Je me permets de vous narrer ce fait divers, car j’ai été réellement choqué, tout d’abord d’imaginer, puis de voir des photos dans la presse et les reportages à la télévision sur ce saccage.
Je considère cet acte comme le paroxysme de la société de consommation : on achète, on n’en a plus besoin, non seulement on jette, mais en plus on détruit et on filme cette destruction comme une fierté.
Après les jeux du cirque de l’antiquité, la télé réalité va-t-elle s’emparer de ce concept séduisant : détruisez en direct votre maison ou celle de votre voisin. Non, ils n’iront pas jusque là… et pourtant, c’est déjà partiellement fait...

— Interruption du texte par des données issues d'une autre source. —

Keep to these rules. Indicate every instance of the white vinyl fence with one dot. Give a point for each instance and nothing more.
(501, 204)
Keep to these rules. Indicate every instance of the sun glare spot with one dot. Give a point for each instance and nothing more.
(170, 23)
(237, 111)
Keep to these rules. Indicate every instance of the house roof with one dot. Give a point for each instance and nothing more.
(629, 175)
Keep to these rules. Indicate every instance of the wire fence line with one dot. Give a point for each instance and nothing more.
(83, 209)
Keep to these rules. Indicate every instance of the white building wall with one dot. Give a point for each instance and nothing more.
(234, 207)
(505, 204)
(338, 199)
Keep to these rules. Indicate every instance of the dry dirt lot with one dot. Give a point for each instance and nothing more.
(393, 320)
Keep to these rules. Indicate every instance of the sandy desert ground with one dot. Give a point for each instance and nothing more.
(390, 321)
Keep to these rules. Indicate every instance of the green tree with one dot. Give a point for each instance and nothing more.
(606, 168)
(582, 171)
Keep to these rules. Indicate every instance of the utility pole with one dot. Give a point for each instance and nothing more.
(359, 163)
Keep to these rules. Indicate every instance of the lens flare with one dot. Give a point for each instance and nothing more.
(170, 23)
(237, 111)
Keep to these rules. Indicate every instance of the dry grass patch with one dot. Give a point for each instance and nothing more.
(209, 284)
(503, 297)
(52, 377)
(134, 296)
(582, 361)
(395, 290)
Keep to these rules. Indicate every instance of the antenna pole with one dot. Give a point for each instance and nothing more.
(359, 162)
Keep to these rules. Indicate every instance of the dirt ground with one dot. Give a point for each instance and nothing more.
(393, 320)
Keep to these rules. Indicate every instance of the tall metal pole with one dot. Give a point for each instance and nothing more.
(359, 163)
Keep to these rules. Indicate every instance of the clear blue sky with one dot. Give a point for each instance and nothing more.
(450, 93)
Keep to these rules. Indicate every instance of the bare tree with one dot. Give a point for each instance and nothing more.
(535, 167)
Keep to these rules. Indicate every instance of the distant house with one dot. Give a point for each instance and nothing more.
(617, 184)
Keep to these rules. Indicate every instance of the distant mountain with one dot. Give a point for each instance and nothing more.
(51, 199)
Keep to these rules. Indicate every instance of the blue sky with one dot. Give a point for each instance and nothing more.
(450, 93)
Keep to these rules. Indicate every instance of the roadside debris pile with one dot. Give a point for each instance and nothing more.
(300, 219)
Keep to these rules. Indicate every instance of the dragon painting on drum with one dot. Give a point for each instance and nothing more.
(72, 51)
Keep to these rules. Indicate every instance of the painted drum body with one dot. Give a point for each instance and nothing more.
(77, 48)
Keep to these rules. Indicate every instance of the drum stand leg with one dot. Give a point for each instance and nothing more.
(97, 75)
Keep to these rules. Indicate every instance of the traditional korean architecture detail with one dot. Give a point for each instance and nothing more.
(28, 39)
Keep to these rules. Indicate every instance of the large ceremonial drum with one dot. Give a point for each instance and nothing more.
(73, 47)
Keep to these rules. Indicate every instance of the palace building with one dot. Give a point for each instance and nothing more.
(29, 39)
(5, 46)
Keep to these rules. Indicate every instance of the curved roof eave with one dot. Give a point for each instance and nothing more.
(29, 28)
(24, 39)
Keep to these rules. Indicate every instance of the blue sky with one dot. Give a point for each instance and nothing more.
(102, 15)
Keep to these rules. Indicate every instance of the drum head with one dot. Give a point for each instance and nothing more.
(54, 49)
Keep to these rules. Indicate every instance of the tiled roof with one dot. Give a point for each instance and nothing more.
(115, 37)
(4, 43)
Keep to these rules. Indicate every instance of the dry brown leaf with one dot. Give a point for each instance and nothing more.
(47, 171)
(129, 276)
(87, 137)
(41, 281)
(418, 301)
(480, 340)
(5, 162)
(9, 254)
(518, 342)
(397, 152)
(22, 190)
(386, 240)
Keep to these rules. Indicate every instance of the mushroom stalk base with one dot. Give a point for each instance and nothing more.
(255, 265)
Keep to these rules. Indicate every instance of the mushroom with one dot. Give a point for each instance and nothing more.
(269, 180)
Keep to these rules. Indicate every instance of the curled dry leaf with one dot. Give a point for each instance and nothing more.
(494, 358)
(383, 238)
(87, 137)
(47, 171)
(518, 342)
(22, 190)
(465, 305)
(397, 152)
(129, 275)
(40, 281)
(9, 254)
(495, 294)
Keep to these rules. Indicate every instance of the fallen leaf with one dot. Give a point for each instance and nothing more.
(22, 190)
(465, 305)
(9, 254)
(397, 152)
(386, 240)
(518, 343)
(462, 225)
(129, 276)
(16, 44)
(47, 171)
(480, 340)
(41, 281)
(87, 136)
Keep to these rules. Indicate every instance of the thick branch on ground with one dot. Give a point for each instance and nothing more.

A l’heure du tri sélectif et du recyclage, cet hôtel s’est permis d’afficher fièrement qu’il allait jeter ses murs et son équipement à la poubelle, sans tenter de recycler ne serait-ce que les fenêtres ou surtout de revaloriser ses équipements intérieurs, certes un peu vieillot mais en bon état.
J’imagine que de nombreuses associations caritatives auraient été heureuses de débarrasser cet hôtel de son mobilier et ses télévisions afin de leur donner une seconde vie.
Outre les effets directs sur l’environnement que peut provoquer cette destruction massive, le message relayé par l’ensemble de la presse est particulièrement dévastateur sur la conscience collective écologique : c’est une banalisation du geste anti-écologique « je n’en ai plus besoin ou c’est cassé, donc je jette », décuplé par cet acte malsain de destruction.
Si le tri sélectif commence à s’intégrer dans les habitudes des citoyens, la revalorisation des objets en fin de vie ou cassée reste encore marginale. Cette démonstration malsaine fait l’apologie du « j’achète et je jette ».
J’attends l’organisation par un hôtel ou une entreprise d’un événement où il convierait huit personnes à venir emporter les équipements à jeter afin de les réparer et les redistribuer en seconde main.